Groundwater Pumping Alters Earth's Rotation, Potentially Influencing Climate, Study Finds

A recent study published in the journal Geophysical Research Letters reveals that extensive groundwater pumping has caused a significant shift in the Earth's rotation, with potential implications for the planet's climate. Led by geophysicist Ki-Weon Seo from Seoul National University, the research indicates that between 1993 and 2010 alone, the Earth tilted approximately 80 centimeters eastward due to the redistribution of large masses of water resulting from groundwater extraction.

The study focused on the period from 1993 to 2010 and identified western North America and northwestern India as regions experiencing the most significant water redistribution. Although previous estimates suggest that humans pumped around 2,150 gigatons of groundwater during this period, confirming this figure is challenging. Seo highlights that the Earth's rotational pole undergoes substantial changes, and the study demonstrates that, among climate-related factors, groundwater redistribution has the most significant influence on these shifts. The connection between water and the Earth's rotation was only discovered in 2016, and until now, the specific impact of groundwater on rotational changes remained unexplored.
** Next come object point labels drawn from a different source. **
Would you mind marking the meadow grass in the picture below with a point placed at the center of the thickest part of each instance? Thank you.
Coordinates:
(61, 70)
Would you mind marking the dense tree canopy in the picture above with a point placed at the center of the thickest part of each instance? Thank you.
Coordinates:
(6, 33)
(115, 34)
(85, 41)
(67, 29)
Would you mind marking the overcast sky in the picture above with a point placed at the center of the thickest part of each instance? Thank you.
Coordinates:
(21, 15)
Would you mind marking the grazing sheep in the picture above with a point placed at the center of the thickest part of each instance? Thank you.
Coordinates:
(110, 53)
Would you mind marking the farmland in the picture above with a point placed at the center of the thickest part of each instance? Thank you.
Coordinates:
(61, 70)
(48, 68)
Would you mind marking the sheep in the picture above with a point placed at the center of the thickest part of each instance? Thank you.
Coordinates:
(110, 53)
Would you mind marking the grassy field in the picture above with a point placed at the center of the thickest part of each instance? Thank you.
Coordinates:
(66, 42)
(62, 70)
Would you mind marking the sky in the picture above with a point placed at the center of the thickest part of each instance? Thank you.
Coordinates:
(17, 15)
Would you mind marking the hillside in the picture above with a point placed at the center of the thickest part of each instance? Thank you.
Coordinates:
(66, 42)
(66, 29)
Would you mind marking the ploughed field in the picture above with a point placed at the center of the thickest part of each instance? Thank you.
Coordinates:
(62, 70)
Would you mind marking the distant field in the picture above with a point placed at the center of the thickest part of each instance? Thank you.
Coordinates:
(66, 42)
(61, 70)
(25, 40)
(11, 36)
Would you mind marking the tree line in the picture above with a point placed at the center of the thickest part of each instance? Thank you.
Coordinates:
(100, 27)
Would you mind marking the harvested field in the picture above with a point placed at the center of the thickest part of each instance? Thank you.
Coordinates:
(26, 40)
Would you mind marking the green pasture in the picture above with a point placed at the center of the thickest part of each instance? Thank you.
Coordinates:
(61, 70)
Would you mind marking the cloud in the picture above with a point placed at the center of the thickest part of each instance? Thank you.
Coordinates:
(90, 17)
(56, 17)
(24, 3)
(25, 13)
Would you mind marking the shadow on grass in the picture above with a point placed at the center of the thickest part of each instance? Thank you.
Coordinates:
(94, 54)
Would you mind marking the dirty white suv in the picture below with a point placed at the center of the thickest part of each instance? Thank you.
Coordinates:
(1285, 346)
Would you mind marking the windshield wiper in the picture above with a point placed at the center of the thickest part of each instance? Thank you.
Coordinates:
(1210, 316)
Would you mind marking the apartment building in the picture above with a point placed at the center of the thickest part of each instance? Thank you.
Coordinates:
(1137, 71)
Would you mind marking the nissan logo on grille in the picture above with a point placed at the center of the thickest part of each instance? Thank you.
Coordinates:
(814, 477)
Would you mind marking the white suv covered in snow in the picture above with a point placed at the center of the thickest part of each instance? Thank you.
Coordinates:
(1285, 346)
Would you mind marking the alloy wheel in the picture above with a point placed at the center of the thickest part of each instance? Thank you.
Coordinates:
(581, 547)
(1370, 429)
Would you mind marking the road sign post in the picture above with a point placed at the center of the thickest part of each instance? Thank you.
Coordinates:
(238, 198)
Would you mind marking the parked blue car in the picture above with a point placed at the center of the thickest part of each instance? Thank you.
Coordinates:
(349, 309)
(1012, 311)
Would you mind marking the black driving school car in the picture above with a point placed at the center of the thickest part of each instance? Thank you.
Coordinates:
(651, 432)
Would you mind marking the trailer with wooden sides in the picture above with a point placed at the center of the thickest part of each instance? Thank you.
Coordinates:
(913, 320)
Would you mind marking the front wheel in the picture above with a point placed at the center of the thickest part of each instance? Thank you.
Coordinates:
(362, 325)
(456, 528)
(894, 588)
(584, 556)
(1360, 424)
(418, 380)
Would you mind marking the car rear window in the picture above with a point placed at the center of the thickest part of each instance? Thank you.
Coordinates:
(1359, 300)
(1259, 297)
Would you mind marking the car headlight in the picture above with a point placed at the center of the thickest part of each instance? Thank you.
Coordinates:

The researchers used modeling techniques to analyze observed shifts in the Earth's rotational pole and the movement of water. Initially, they considered only ice sheets and glaciers, but the model did not align with the observed polar drift. However, when they included 2,150 gigatons of groundwater redistribution in the model, it accurately matched the observed changes. Without groundwater inclusion, the model exhibited a discrepancy of 78.5 centimeters or 4.3 centimeters of drift per year. The study suggests that countries' efforts to mitigate groundwater depletion rates, particularly in vulnerable regions, could potentially alter the drift's magnitude, but only if such conservation practices are consistently implemented over several decades.

While the rotational pole typically shifts by several meters within a year, the changes caused by groundwater pumping do not pose a risk of shifting seasons. However, on geological timescales, polar drift can impact climate patterns, indicating the potential significance of this finding. Surendra Adhikari, a research scientist at NASA's Jet Propulsion Laboratory, who was not involved in the study but published a paper in 2016 on water redistribution's influence on rotational drift, commented on the research, stating that it makes a valuable contribution and offers essential documentation in this field.

In conclusion, the study highlights the significant impact of groundwater pumping on the Earth's rotational pole and its potential consequences for climate patterns. Understanding the connection between groundwater extraction and rotational changes can aid in developing strategies to manage water resources more sustainably and mitigate potential climate impacts.